American darkwave pioneers Lycia are back with a new record, Casa Luna, and if you’ve liked any of their various releases down the years then you’ll be pleased to slip this into your Lycia collection.

Lycia isn’t a name that’ll mean much to most metalheads, unless you’re one of those that saw them supporting Type O Negative at the back end of the last century, and to be honest, a few moments of angst-ridden instrumentation on second track Do You Bleed aside, there’s precious little here to entice anyone currently sat reading this in a 1987 Saxon tour tee. However, if you’re a little more catholic in your tastes then there’s a fair chance that something here will snag your musical tastebuds.

Galatea, for instance, originally written in 1989 but never before heard ‘properly’, is a swoonsome piece of deceptively simple dark pop, touching similar territory to New Order in their most accessible moments of eighties domination, but even here the reticence of David VanPortfleet‘s vocals stop the track going full-top forty, leaving the listener wanting more but ultimately satisfied with the temptation offered.  Fans of the more ethereal will be keen to sample The Tara VanFlower-led Salt & Blood, where the band explore soundscapes familiar to devotees of names like Mazzy Star and, perhaps more pertinently, The Cocteau Twins.

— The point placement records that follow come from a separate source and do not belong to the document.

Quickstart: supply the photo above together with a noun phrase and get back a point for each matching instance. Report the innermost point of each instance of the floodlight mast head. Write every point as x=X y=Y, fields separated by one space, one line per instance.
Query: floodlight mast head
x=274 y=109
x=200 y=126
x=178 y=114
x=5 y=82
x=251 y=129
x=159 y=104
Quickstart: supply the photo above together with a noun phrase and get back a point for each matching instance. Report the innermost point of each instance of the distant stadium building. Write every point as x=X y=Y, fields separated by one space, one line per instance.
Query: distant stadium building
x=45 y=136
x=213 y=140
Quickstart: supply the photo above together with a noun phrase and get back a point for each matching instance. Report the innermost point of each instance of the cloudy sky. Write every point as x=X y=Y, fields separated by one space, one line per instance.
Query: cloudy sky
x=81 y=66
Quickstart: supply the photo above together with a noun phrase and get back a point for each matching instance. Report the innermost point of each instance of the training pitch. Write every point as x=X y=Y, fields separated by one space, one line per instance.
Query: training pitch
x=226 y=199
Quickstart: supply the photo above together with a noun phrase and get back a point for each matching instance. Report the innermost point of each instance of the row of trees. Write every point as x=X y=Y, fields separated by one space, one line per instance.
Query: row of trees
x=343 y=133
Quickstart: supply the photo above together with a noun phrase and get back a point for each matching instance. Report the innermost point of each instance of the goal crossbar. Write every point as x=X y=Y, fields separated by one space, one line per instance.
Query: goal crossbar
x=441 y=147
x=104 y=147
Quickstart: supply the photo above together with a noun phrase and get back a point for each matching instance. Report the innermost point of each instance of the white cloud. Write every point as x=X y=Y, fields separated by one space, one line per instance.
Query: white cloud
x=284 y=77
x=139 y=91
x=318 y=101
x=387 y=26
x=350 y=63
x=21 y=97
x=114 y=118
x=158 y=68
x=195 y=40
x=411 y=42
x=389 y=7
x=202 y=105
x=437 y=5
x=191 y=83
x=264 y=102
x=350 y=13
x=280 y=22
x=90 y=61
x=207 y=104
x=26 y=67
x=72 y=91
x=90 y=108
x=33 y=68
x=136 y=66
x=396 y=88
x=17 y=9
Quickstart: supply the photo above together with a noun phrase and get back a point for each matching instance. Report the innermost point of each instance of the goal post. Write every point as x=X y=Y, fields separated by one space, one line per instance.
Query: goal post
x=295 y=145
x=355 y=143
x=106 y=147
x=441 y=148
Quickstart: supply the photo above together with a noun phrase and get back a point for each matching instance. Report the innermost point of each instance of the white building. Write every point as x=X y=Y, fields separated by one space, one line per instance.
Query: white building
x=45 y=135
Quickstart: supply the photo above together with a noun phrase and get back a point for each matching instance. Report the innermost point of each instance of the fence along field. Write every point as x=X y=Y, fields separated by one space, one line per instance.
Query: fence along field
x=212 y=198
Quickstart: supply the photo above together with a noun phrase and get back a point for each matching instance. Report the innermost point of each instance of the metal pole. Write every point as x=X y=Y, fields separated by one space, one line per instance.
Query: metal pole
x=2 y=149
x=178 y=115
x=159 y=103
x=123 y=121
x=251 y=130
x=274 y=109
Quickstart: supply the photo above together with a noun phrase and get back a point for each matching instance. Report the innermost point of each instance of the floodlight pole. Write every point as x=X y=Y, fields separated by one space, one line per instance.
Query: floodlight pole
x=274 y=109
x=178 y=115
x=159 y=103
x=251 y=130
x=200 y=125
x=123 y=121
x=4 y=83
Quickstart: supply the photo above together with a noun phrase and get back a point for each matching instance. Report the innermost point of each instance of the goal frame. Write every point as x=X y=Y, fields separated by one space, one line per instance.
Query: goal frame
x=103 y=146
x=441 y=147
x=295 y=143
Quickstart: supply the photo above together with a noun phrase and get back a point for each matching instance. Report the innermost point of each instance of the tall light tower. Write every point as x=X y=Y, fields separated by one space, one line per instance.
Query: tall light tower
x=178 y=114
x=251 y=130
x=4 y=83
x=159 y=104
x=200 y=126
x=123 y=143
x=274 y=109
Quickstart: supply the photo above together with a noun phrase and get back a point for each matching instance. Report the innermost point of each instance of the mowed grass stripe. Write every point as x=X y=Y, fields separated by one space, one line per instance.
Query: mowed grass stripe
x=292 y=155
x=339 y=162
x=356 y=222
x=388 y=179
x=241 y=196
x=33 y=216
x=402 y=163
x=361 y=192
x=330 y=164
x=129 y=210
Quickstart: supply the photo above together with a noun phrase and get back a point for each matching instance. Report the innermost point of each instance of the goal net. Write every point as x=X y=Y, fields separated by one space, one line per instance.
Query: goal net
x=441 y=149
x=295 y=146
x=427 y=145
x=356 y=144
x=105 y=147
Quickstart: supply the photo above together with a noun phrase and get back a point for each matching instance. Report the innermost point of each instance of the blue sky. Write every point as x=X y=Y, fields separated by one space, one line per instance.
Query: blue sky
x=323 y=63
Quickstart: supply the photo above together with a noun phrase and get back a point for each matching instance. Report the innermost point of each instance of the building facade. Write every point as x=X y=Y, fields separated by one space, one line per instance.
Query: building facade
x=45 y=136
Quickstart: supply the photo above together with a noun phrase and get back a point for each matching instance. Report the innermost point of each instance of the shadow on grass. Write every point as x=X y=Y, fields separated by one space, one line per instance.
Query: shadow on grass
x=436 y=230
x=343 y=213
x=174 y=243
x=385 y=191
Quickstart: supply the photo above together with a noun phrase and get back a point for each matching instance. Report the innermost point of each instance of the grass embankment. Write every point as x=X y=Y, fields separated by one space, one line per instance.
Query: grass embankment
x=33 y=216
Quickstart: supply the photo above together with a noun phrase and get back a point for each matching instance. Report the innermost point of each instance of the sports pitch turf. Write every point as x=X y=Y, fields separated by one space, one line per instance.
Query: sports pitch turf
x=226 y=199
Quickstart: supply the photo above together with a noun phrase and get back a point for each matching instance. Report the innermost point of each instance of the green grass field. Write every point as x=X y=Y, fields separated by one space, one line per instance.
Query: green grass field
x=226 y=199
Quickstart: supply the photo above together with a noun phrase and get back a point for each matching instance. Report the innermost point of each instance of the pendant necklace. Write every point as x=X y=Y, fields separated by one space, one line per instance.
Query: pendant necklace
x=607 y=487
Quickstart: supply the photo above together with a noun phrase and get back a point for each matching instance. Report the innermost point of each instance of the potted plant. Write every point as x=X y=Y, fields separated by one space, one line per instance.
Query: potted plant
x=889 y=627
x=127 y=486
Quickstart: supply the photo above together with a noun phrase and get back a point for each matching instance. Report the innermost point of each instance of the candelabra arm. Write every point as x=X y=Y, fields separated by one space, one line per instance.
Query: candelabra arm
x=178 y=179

But these comparisons are merely here to try and guide the uninitiated towards some sort of understanding of Lycia’s theatre of operations. At the end of the day, this group is actually a one-of-a-kind proposition, existing on their own terms and making music perfectly happy in the knowledge that their place on the fringes is unlikely to suddenly become anything more than that. They’ve been doing this for over thirty years, and it’s comforting to know that they are still around, doing what they do for those who know and love them all the more for it.